Sherman Asher Publishing, P.O. Box 2853, Santa Fe, New Mexico, 1999. 112 pages, $15, paper. ISBN 1-890932-09-4

    The Hills

    From the radiance of the hills
    like uninhabited dwellings,
    light poured down as illusion.
    Uncovered colors according to the passion
    of the shadows.
    The traveler didn't know
    how to recognize himself.
    Everything was
    appearance and nakedness.

*****This short poem exemplifies the strengths and limits of this collection. Full of general, rather than specific nouns— "illusion," "passion," "radiance," "everything" "appearance" and "nakedness"— the poem is located not in a particular desert but in an internal landscape of human significance. In this collection, Agosín is less interested in evoking a particular desert than in using the desert as a poetic intersection with an emotional landscape. The Gobi, the Sahara, the Atacama—all deserts seem to become one desert. The poems lack the vivid detail of a scrutinized landscape. Agosín seems aware of that scrutiny, of how the desert demands it:

    Everything in the desert is
    a thin sheet
    of invisible
    details
    to one who gazes
    like a sage
    at life's smallness.

She grants that scrutiny to the Chilean women, "The Widows of Calama," but even they are combing the desert for signs of human significance. They are searching for the bodies of their loved ones who have been 'disappeared,' their corpses dumped, in the Atacama desert of Chile.

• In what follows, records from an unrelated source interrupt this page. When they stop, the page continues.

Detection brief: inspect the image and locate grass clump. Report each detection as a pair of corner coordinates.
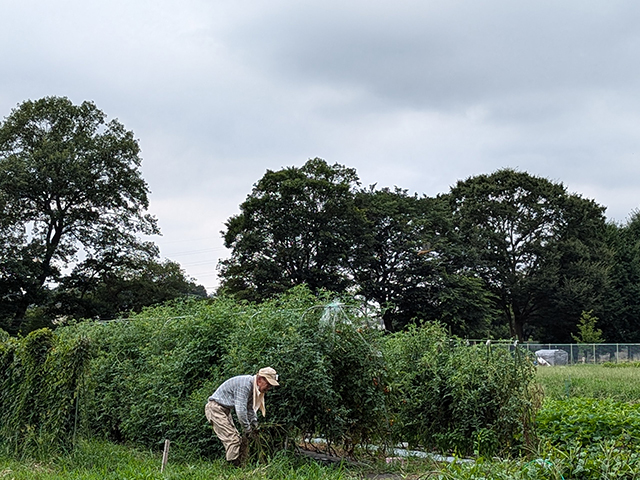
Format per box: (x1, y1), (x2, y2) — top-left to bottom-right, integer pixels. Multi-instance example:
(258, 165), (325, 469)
(536, 365), (640, 402)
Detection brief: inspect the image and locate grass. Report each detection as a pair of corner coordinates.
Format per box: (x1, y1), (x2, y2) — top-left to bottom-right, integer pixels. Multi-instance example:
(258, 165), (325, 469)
(0, 365), (640, 480)
(538, 364), (640, 402)
(0, 441), (584, 480)
(0, 441), (352, 480)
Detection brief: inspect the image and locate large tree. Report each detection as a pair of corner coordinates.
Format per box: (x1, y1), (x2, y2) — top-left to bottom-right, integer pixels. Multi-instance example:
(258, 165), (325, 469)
(349, 187), (493, 336)
(0, 97), (158, 331)
(598, 211), (640, 343)
(219, 158), (359, 301)
(440, 169), (609, 341)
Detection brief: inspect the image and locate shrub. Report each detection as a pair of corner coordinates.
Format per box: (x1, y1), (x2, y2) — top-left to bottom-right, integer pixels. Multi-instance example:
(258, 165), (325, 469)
(386, 323), (541, 455)
(76, 299), (241, 454)
(0, 329), (91, 454)
(221, 287), (386, 452)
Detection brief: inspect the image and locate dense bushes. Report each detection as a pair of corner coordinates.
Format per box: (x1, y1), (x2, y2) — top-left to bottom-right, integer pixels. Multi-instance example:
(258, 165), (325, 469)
(0, 329), (91, 454)
(0, 287), (536, 455)
(387, 324), (542, 454)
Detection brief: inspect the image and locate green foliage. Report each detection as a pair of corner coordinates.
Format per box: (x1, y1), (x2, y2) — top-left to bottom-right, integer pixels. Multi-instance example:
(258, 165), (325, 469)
(571, 310), (604, 343)
(537, 363), (640, 402)
(2, 287), (535, 457)
(386, 324), (540, 455)
(439, 169), (610, 342)
(74, 299), (241, 454)
(537, 398), (640, 451)
(0, 329), (92, 454)
(220, 288), (386, 451)
(0, 97), (158, 333)
(220, 158), (358, 301)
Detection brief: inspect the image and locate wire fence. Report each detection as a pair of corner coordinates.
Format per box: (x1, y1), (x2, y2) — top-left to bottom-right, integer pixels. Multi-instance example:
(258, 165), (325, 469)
(470, 340), (640, 365)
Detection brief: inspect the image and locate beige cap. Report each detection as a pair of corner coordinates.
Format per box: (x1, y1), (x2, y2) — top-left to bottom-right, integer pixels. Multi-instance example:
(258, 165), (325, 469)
(258, 367), (280, 386)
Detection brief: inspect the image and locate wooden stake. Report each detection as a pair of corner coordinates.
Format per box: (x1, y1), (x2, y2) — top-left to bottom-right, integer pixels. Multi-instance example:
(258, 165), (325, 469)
(160, 439), (171, 473)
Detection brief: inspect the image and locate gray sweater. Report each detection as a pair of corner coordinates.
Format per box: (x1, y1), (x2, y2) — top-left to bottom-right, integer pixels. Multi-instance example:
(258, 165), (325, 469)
(209, 375), (258, 432)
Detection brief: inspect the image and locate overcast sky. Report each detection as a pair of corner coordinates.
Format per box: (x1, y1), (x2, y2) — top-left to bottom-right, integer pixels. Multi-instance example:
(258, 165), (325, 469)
(0, 0), (640, 291)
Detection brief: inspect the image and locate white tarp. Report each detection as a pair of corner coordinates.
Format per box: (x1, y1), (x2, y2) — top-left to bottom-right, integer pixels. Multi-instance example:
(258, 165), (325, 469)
(536, 349), (569, 365)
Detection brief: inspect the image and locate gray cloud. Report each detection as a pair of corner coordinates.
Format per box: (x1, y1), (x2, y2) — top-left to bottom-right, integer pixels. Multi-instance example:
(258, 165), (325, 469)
(0, 0), (640, 287)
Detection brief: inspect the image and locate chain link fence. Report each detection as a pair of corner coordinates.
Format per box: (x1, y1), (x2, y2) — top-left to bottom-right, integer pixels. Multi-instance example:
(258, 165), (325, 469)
(470, 340), (640, 365)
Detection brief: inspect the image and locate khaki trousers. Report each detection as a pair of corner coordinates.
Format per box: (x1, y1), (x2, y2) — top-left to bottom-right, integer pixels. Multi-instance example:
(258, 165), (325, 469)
(204, 400), (241, 462)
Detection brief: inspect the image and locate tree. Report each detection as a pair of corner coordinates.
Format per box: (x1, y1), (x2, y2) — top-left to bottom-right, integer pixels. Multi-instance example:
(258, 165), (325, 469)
(571, 311), (604, 343)
(0, 97), (159, 331)
(46, 256), (207, 320)
(601, 211), (640, 343)
(219, 158), (359, 301)
(349, 186), (493, 336)
(440, 169), (608, 341)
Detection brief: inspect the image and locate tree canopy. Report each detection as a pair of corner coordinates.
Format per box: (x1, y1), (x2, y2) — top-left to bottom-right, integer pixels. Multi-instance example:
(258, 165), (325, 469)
(220, 158), (359, 300)
(0, 97), (204, 331)
(441, 169), (607, 341)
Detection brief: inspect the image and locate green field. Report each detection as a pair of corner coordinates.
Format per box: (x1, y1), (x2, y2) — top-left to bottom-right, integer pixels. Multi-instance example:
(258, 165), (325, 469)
(538, 364), (640, 402)
(0, 365), (640, 480)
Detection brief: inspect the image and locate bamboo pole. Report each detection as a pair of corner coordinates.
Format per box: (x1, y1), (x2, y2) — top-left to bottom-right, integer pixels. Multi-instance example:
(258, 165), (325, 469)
(160, 439), (171, 473)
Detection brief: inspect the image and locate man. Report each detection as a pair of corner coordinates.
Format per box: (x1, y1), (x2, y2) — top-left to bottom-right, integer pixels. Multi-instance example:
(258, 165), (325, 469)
(204, 367), (280, 466)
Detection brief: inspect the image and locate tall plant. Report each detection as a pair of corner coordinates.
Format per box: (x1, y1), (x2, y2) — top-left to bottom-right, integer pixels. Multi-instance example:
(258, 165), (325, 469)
(386, 323), (540, 454)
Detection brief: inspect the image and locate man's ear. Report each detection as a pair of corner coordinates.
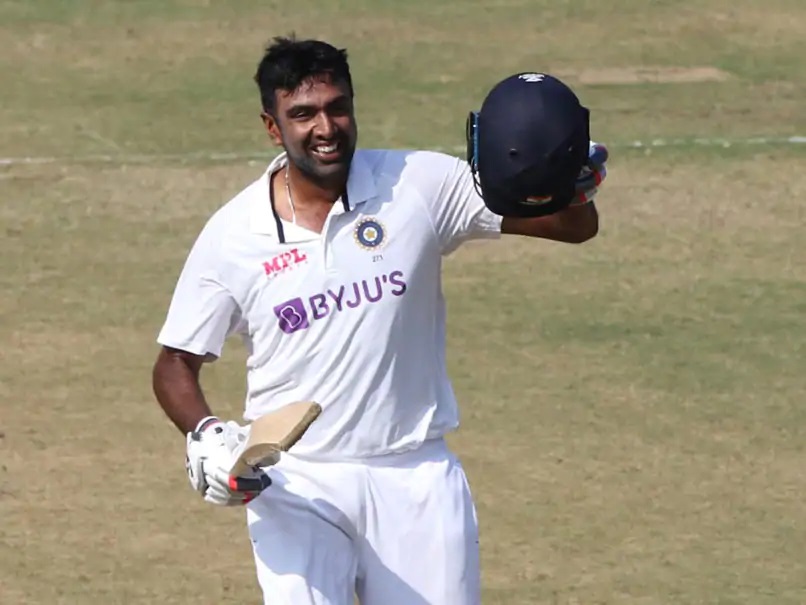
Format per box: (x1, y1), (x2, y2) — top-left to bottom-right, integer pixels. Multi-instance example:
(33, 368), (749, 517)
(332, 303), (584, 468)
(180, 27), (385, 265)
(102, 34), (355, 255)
(260, 111), (283, 146)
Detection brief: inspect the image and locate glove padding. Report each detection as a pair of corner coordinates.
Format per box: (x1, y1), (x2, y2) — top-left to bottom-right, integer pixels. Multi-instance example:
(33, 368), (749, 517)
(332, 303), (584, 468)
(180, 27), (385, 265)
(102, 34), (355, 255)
(185, 418), (271, 506)
(570, 141), (609, 206)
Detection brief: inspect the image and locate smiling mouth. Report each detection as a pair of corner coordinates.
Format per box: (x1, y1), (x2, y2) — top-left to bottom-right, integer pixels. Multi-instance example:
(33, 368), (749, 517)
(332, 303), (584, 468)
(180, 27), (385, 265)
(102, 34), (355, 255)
(311, 141), (343, 162)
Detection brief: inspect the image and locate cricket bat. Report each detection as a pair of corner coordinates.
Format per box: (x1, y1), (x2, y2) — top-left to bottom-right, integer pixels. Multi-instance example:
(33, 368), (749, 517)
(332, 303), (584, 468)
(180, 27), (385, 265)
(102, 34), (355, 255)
(229, 401), (322, 477)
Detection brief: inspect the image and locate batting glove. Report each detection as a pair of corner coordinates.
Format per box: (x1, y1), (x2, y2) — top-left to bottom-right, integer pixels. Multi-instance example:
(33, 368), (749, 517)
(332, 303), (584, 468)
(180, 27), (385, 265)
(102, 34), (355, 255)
(185, 417), (271, 506)
(571, 141), (608, 206)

    I don't know if they are dead or alive.
    I only know they comb the sand
    as if it were
    lover's lace.
*****Agosín's work often gains in intensity when it focuses upon the tragedies of her native country, becoming most metaphoric. One of the women finds a hand, and they all "dress it in red..." Yet at times, this same desire to witness makes Agosín overreach. She has the poem end with the image of one of the women "giving me the hand of/ a dead child,/ and as I took it, it changed/ into a flower of the wind." The "hand of a dead child" or that its mother or sister would give it away is certainly more shocking, but the metaphoric transformation "into a flower of the wind" seems almost predictable. Why not end with the more original and compelling earlier image where, having dressed the hand in red, the women "continue searching with/their hands like feathers," having been altered by what they've touched?
***** In the translation of "The Hills," one wonders why the colors are "uncovered," for "desvestía," also means to undress. The colors are being undressed by the passion of the shadows, as lovers undress one another, yet the image remains oddly muted. Both the poet and the translator might have been more awake to the emotion of longing that connects these small poems of interior landscape with the more ambitious works of public concern. At its best, the collection evokes the search for the beloved in a landscape of loss.